Je ne m’écris pas. Plutôt, je suis ce que j’écris. Je le deviens. Le mensonge n’est pas plus faux que la vérité, lorsqu’il est mis en mots. Je ne suis pas plus vrai·e que ce que j’écris. Je ne suis pas plus vrai·e que ce que je n’écris pas, non plus. J’existe entre les lignes.
Ce n’est pas simplement l’esprit, ni simplement le corps qui nous définissent, mais ce qu’on fait au seuil de leur rencontre. C’est l’action. L’expression. L’écriture. Je ne suis jamais autant moi que lorsque j’écris. Je ne suis jamais autant loin de moi-même en même temps. C’est à cette lisière que je peux réellement comprendre qui je suis. Je sais qui je suis parce que j’écris. Je me retrouve à chaque fois que j’écris.
L’écriture est le dialogue entre le corps et l’esprit. Ce dialogue tait tout sur son passage.
Le silence l’emporte en écriture. Tout ce qui est sœur de la solitude. Le retour à soi. Soi sans l’autre. Qui l’emporte sur le soi ? Le corps ou l’esprit? Mon individualité se crée par le regard des autres qui savent me différencier d’eux. Ma pensée, elle, ne se reconnaît pas dans l’autre.
Aujourd’hui
J’espère ne voir personne au loin
Car seule leur perception de moi prouve mon existence
Et seule cette incertitude de mon être
Me permet de respirer
Quand j’écris et que l’inspiration me manque, je fume une cigarette. Fumer me rappelle toujours la destruction de mon corps. Je peux détruire mon corps. Sûrement que ce sentiment est un rappel, un signe que je n’ai pas l’éternité pour écrire. L’écriture fonctionne comme la vie, n’est-ce pas? Elle prend fin quand le corps le dicte. La vie fait de même. Tout ce que je fais, je le fais car mon corps me le permet. Il a le contrôle. Il existe. Alors je peux exister à mon tour. Je peux écrire. Je peux me taire. Je peux vivre. Je peux mourir.

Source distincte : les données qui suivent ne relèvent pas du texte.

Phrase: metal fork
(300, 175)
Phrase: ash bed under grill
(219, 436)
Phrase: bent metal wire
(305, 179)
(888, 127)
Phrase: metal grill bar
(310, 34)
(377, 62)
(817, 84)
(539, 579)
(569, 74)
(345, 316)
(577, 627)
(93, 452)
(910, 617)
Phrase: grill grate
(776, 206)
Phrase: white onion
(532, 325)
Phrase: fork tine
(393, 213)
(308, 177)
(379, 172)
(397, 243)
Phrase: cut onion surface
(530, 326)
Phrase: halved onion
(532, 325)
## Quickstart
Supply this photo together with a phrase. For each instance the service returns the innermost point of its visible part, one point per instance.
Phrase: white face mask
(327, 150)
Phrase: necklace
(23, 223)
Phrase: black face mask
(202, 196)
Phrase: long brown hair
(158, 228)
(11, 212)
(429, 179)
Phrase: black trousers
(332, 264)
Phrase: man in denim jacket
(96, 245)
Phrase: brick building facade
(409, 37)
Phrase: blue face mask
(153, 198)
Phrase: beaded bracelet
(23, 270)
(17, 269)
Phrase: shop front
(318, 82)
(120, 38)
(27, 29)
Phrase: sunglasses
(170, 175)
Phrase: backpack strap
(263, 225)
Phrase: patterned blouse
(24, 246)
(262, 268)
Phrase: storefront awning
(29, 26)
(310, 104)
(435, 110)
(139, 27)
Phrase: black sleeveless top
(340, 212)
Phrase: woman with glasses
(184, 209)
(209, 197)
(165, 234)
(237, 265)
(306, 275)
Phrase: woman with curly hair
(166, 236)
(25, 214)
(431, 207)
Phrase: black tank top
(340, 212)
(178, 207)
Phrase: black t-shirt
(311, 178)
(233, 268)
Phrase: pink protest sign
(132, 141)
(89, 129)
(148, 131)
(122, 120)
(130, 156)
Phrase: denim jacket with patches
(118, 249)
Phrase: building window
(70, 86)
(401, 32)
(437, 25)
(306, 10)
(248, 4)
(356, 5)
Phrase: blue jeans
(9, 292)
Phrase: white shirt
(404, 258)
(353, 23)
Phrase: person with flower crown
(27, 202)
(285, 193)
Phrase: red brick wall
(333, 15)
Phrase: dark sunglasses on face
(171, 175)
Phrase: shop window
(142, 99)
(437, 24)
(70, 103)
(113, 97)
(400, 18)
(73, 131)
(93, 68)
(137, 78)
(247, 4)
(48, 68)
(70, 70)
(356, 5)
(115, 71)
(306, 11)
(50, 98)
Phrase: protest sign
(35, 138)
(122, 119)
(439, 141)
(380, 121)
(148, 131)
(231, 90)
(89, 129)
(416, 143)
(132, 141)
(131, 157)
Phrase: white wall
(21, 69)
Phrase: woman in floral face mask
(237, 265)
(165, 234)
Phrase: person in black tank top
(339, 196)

La mort est certainement la seule certitude qui nous est promise. La vie ne l’est pas. Elle nous est donnée, mais non promise. On peut la gaspiller et attendre l’accomplissement de la promesse de la mort. On apprend la mort jeune, et on l’attend. Tranquillement. Nous sommes rempli·es de pensées et de sentiments, avides de gestion, à chercher comment les concrétiser, ou les valider, avant qu’elles disparaissent. Car ils ne sont pas éternels. L’écriture sert alors à l'immortalisation, à combattre cet instinct humain d’effacement. L’art est un désaveu à notre humanité. L’écriture est la désobéissance et l’échappatoire de la condition humaine. C’est une rébellion.

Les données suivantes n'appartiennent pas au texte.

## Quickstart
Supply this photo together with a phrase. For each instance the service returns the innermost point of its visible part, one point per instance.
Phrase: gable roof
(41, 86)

Le corps immortel ne pourrait pas se rebeller au nom de ce qui lui est déjà acquis. Il serait alors incapable de créer, car l’écriture est un acte d’opposition au corps mortel. C’est un outil possible uniquement pour celleux qui n’auront jamais le temps nécessaire pour échapper à la mort. Écris à la main, je me dis, ça prendra plus de temps. La création est l’antithèse de la destruction. C’est une protection. L’art est la première prière que j’ai chuchotée dans mon lit de jeune fille, lorsque j’ai appris la mort.

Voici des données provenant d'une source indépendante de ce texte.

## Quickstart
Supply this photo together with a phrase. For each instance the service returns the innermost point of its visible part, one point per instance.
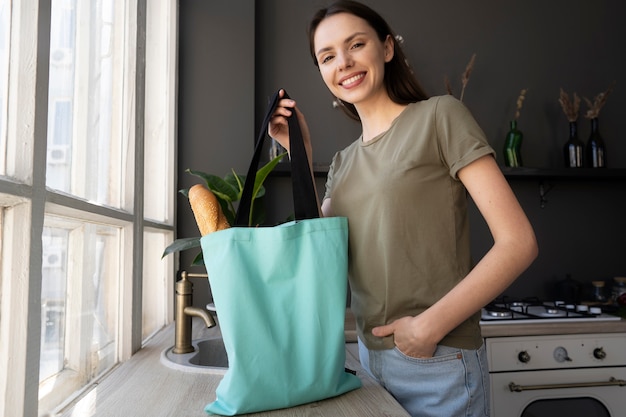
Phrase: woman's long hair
(400, 82)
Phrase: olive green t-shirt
(407, 215)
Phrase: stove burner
(533, 309)
(552, 310)
(500, 313)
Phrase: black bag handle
(304, 198)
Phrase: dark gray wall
(576, 45)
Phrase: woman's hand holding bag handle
(281, 311)
(304, 194)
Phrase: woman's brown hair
(400, 82)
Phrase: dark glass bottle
(573, 149)
(513, 146)
(596, 152)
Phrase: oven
(574, 375)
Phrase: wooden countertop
(547, 328)
(142, 386)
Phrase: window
(87, 188)
(5, 31)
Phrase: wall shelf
(565, 173)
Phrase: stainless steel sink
(209, 357)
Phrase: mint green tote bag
(280, 296)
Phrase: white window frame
(24, 198)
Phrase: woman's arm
(514, 249)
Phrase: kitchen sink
(209, 357)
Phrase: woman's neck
(376, 118)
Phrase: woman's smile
(352, 80)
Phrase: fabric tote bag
(280, 296)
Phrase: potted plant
(228, 191)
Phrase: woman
(416, 294)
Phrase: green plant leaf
(259, 179)
(182, 244)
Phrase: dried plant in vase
(464, 78)
(520, 102)
(570, 107)
(573, 148)
(595, 148)
(594, 107)
(466, 74)
(513, 141)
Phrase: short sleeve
(461, 140)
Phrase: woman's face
(351, 58)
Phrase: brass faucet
(184, 312)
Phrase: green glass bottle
(573, 149)
(513, 146)
(596, 152)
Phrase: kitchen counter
(142, 386)
(499, 329)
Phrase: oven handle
(610, 383)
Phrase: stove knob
(560, 355)
(523, 357)
(599, 353)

L’art est à genoux, au pied du monde.
Et le corps l’emporte sur l’esprit.
Je sais écrire car je suis malade. Mon corps décline, mon corps m’attaque. Seuls les mots immortalisent l’instant avant la dégradation. Je m’avilis, mais j’ai écrit. Chaque mot m’élève de ma douleur chronique. Au pire de ma souffrance, mon corps me laisse seulement écrire. La douleur s’oublie dans l’instant littéraire. Jusqu’à ce qu’elle l’emporte, inévitablement.
J’écris pour oublier.
Je suis ce qui viendra
Une fois le vent passé.
Le physique est indéniable dans la littérature. Le corps prend possession de tout. Ce que j’écris, je l’écris dans un contexte. Chaque mot, chaque pensée ou idée s’inscrit dans un moment de ma vie, et non dans un autre. Chaque décision que je fais crée une instance dans mon corps, une émotion, qui influence les mots que je choisis. La même idée, je la penserais différemment au milieu de la nuit plutôt qu’au creux du jour.
Tout ce que je fais, je le fais car mon corps me le permet. Il a le contrôle, il existe. Alors je peux exister à mon tour. Être écrivain·e est avoir un corps qui a, au moins une fois, écrit. Qui a connu l’acte d’écriture. Je parle d’un acte d’écriture au-delà de la vie ordinaire. Je parle de l’acte de l’écorchement identitaire, spirituel et physique qu’est l’écriture. D’avoir connu la famine et l'inappétence littéraire. L’acte d’écriture permet de traverser le chemin de la lisière de son être. C’est un acte d’autogenèse.
Je ne m’écris pas. Plutôt, je suis ce que j’écris. Je le deviens. Le mensonge n’est pas plus faux que la vérité, lorsqu’il est mis en mots. Je ne suis pas plus vrai·e que ce que j’écris. Je ne suis pas plus vrai·e que ce que je n’écris pas, non plus. J’existe entre les lignes.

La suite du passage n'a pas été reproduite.